Seguí mis estudios, y entre aprietos y alegrías llegué a terminar mi doctorado en 1941. Entonces, tal y como lo había previsto el profesor Lukiens, me nombraron profesor en el Departamento de Español de Yale. Allí me quedé durante toda mi carrera, investigando y enseñando las letras y la cultura hispanoamericanas, siempre tratando de abrirle espacios a estos campos dentro del mundo académico norteamericano.

Al principio encontré bastante resistencia. Recuerdo que la primera vez que fui a una reunión de la Modern LanguageAssociation, en Nueva York, me invitaron a un almuerzo algunos profesores. Yo todavía era estudiante graduado y me sentía muy orgulloso de estar entre las luminarias de la profesión.

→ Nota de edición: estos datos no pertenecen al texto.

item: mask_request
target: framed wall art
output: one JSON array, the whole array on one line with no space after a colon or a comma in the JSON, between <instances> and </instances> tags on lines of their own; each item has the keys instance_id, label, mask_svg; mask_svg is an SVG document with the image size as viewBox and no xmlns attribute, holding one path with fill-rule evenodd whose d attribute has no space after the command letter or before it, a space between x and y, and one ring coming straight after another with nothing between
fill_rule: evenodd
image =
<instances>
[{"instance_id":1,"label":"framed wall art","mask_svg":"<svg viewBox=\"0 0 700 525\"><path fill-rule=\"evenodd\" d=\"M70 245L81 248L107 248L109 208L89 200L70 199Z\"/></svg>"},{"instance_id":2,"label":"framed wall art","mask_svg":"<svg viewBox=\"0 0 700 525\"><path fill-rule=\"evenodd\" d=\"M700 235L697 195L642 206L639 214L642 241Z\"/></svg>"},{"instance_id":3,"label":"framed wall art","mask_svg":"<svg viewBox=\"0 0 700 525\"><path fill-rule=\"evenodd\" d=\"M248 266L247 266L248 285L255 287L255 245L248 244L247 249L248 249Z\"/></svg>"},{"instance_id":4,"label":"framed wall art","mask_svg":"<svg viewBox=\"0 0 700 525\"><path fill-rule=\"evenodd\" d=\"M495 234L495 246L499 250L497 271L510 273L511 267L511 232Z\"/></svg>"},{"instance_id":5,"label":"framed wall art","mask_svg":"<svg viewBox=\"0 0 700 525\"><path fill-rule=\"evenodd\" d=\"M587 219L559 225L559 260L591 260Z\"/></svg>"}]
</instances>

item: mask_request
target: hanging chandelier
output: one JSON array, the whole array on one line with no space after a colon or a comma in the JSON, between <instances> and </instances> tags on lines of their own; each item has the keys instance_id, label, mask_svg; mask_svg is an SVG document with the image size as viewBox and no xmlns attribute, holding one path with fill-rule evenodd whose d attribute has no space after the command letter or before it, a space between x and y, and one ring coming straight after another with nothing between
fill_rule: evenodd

En eso el profesor Miguel Romera Navarro, un andaluz que enseñaba en la Universidad de Pennsylvania, me preguntó que sobre qué estaba haciendo mi tesis doctoral. Le contesté que sobre la literatura dramática cubana desde sus lejanos orígenes en la colonia hasta el momento actual en la república. Y el profesor declaró categóricamente: “!Pero en Cuba no hay teatro!”. Y agregó con voz tajante: “En Hispanoamérica nunca hubo, ni hay, ni habrá teatro”. Yo apenas logré contener mi ira y le respondí sencillamente: “Rebatir su punto de vista es precisamente el propósito de mi tesis”.

No fue Romera Navarro el único en querer ignorar la literatura hispanoamericana, porque en esa época predominaban los que creían que lo único que valía la pena enseñar era la literatura peninsular. Cuando empezaba yo d eprofesor, hice una visita a la Universidad de Princeton y conocí al renombrado Américo castro. Él me preguntó: “¿Qué enseña?”. Y cuando le contesté, me dice: “¿Literatura hispanoamericana” ¡Pero eso no existe!”. Inmediatamente le digo: “!Entonces yo no existo!”. El hombre era tremendo. Parecía que iba a comerme a pedazos o tirarme a la basura.

Por eso dediqué mi carrera a demostrar no sólo la existencia, sino la importancia de la literatura hispanoamericana. Y como es sabido, mis ideas al fin han triunfado.